Yaakov Katz, Herb Keinon
The Jerusalem Post
June 9, 2008 - 4:34pm
http://www.jpost.com/servlet/Satellite?cid=1212659682050&pagename=JPost/JPArticl...


In response to the recent string of fatal Hamas rocket attacks, Israel is likely to conduct a medium-size military operation against the Islamist group before agreeing to a cease-fire in the Gaza Strip, senior defense officials told The Jerusalem Post on Saturday.

A final decision on Israel's course will be made on Tuesday during a meeting between Prime Minister Ehud Olmert, Defense Minister Ehud Barak and Foreign Minister Tzipi Livni. Barak, officials said, favored first striking at Hamas and only then agreeing to a truce.

"Under the current circumstances, accepting a cease-fire would appear as if we are giving in to Hamas's demands and ultimatums," a senior defense official said, adding that an operation would likely be launched soon.

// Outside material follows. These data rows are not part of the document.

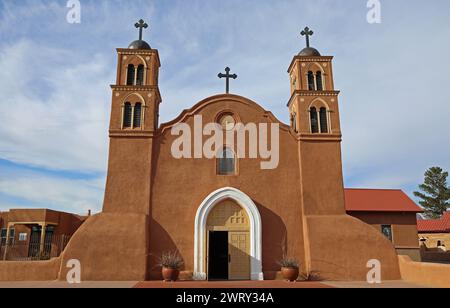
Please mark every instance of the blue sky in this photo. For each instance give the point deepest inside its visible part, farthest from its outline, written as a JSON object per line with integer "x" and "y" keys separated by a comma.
{"x": 55, "y": 77}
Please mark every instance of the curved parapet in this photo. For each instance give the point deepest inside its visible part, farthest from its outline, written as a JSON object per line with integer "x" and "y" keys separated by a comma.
{"x": 110, "y": 247}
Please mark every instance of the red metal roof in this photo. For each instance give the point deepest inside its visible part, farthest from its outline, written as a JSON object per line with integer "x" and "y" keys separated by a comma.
{"x": 437, "y": 225}
{"x": 379, "y": 200}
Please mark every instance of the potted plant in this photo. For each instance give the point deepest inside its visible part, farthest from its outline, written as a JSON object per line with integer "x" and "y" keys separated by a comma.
{"x": 290, "y": 268}
{"x": 171, "y": 263}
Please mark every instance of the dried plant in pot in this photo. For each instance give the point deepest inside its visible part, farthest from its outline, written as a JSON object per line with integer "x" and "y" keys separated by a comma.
{"x": 171, "y": 263}
{"x": 290, "y": 268}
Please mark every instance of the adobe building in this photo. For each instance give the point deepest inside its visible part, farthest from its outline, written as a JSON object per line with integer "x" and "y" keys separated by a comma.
{"x": 434, "y": 237}
{"x": 389, "y": 211}
{"x": 226, "y": 216}
{"x": 155, "y": 202}
{"x": 35, "y": 234}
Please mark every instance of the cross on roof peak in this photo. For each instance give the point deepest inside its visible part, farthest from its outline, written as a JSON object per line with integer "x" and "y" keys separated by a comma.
{"x": 307, "y": 32}
{"x": 141, "y": 24}
{"x": 227, "y": 76}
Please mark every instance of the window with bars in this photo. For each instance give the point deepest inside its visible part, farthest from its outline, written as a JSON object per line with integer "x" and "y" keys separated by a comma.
{"x": 130, "y": 75}
{"x": 137, "y": 115}
{"x": 314, "y": 121}
{"x": 127, "y": 115}
{"x": 323, "y": 120}
{"x": 12, "y": 235}
{"x": 226, "y": 162}
{"x": 387, "y": 231}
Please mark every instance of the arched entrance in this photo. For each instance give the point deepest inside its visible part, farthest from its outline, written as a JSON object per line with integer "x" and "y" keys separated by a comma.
{"x": 238, "y": 218}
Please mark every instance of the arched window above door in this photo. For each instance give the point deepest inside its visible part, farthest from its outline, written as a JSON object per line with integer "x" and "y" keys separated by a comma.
{"x": 226, "y": 162}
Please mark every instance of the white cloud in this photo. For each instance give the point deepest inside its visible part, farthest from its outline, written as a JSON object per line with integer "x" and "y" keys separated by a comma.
{"x": 76, "y": 196}
{"x": 65, "y": 127}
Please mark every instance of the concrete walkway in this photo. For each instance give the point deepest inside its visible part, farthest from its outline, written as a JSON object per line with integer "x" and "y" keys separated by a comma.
{"x": 214, "y": 285}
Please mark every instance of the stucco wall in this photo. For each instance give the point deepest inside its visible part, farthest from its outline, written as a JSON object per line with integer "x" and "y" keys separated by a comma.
{"x": 425, "y": 274}
{"x": 30, "y": 271}
{"x": 110, "y": 247}
{"x": 404, "y": 226}
{"x": 180, "y": 186}
{"x": 342, "y": 245}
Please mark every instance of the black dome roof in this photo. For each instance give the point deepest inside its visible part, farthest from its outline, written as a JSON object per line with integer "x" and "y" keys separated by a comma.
{"x": 309, "y": 52}
{"x": 139, "y": 44}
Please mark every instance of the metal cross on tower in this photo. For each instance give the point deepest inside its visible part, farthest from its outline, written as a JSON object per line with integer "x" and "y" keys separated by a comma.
{"x": 227, "y": 76}
{"x": 141, "y": 25}
{"x": 307, "y": 32}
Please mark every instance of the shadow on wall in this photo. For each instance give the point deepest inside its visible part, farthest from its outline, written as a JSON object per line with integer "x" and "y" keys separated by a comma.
{"x": 274, "y": 237}
{"x": 160, "y": 242}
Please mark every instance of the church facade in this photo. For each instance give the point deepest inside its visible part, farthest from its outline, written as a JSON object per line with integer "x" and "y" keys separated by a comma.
{"x": 226, "y": 216}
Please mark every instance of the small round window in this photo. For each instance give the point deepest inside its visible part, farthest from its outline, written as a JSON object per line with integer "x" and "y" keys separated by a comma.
{"x": 227, "y": 122}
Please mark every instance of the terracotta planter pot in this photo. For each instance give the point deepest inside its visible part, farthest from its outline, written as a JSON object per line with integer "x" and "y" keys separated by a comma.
{"x": 290, "y": 274}
{"x": 170, "y": 274}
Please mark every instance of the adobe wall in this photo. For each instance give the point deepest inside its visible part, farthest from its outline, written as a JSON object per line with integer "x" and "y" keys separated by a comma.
{"x": 180, "y": 186}
{"x": 404, "y": 226}
{"x": 110, "y": 247}
{"x": 425, "y": 274}
{"x": 342, "y": 245}
{"x": 30, "y": 271}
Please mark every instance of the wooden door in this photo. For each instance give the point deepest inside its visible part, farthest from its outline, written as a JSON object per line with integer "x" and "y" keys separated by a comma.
{"x": 239, "y": 259}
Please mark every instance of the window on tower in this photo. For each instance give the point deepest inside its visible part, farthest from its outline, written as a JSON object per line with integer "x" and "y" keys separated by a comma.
{"x": 314, "y": 120}
{"x": 226, "y": 162}
{"x": 323, "y": 120}
{"x": 319, "y": 81}
{"x": 137, "y": 115}
{"x": 127, "y": 115}
{"x": 130, "y": 75}
{"x": 311, "y": 85}
{"x": 140, "y": 75}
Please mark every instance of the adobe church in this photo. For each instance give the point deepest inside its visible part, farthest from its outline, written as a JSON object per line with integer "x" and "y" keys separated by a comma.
{"x": 227, "y": 217}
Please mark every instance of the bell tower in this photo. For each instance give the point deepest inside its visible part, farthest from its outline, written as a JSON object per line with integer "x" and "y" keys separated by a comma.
{"x": 134, "y": 122}
{"x": 314, "y": 112}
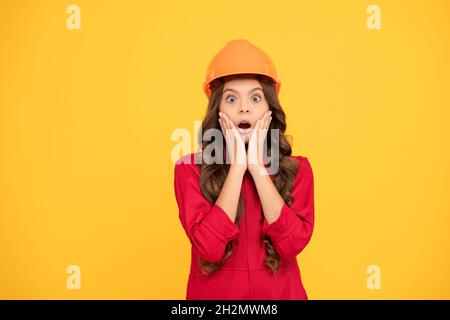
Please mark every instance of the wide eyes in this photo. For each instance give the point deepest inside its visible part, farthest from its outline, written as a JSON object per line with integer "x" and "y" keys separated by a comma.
{"x": 231, "y": 98}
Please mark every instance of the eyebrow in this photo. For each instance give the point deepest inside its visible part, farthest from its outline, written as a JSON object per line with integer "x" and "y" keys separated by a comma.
{"x": 258, "y": 88}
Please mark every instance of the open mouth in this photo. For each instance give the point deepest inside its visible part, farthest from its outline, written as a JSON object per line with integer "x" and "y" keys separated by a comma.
{"x": 244, "y": 125}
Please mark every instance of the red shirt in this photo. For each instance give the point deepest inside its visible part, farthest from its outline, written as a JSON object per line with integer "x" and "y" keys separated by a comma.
{"x": 244, "y": 275}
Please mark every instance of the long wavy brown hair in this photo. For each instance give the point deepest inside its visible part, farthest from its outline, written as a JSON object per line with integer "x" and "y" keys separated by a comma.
{"x": 212, "y": 176}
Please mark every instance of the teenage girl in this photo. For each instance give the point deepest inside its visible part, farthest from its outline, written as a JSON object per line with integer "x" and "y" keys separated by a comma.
{"x": 246, "y": 223}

According to the new strategy, the IDF will not reoccupy the Gaza Strip but will instead initiate an incursion to make Hamas "pay a price," and afterward agree to a cease-fire.

On Thursday, 51-year-old Amnon Rozenberg was killed by a mortar shell outside the paint factory where he worked at Kibbutz Nir Oz.

Senior defense officials said over the weekend that both Olmert and Barak favored ultimately accepting a cease-fire in Gaza according to Israel's two-stage proposal.

The first stage is a cessation of Hamas terrorism and IDF operations, and the second stage is lifting the blockade of Gaza in exchange for the release of kidnapped Cpl. Gilad Schalit.

Government sources said the mortar attacks that killed three people in the last month on kibbutzim near the Gaza Strip had pushed Barak into a position where he now supported large-scale military action.

According to these sources, the kibbutzim in general - there are around 20 of them near Strip - are Barak's political base inside the Labor Party, and are increasingly pressuring him to take significant action.

Both Olmert and Livni, the sources said, had for some time been in favor of military action, afraid that if the cease-fire proposal was accepted, Hamas would continue smuggling arms into Gaza, something that would make any future IDF incursion more difficult.

Government officials said it was not clear whether the security cabinet would be convened to give final approval to a military operation into Gaza, since two months ago that forum authorized Olmert, Barak and Livni for an incursion. Furthermore, the officials said, there was clear support in the security cabinet for military action.

The sources said that after continuously saying that the decision would be made soon, it was unlikely that it could be put off any longer, especially as the rocket and mortar attacks continued and Israeli civilians were being killed.

Olmert, upon his arrival from Washington on Friday, reiterated at Ben-Gurion Airport that the current situation was untenable.

"According to the information as it is now, the pendulum is much closer to tough military action," the prime minister said.

Also on Saturday, Barak ordered the IDF to impose a closure on the West Bank and the Gaza Strip until Shavuot ends on Monday evening.

On Friday, a number of Gazan rockets struck Israel, sending several people into shock and damaging property.

Early on Friday morning, an IDF soldier was moderately wounded by a sniper in the northern Gaza Strip.

The shooting took place after IAF aircraft bombed a Hamas outpost in northern Gaza overnight Thursday. According to Palestinian reports, one Hamas gunman was killed and 15 others were wounded.

The IDF said that the outpost was used by members of the cell that fired the mortar shell that killed Rozenberg on Thursday.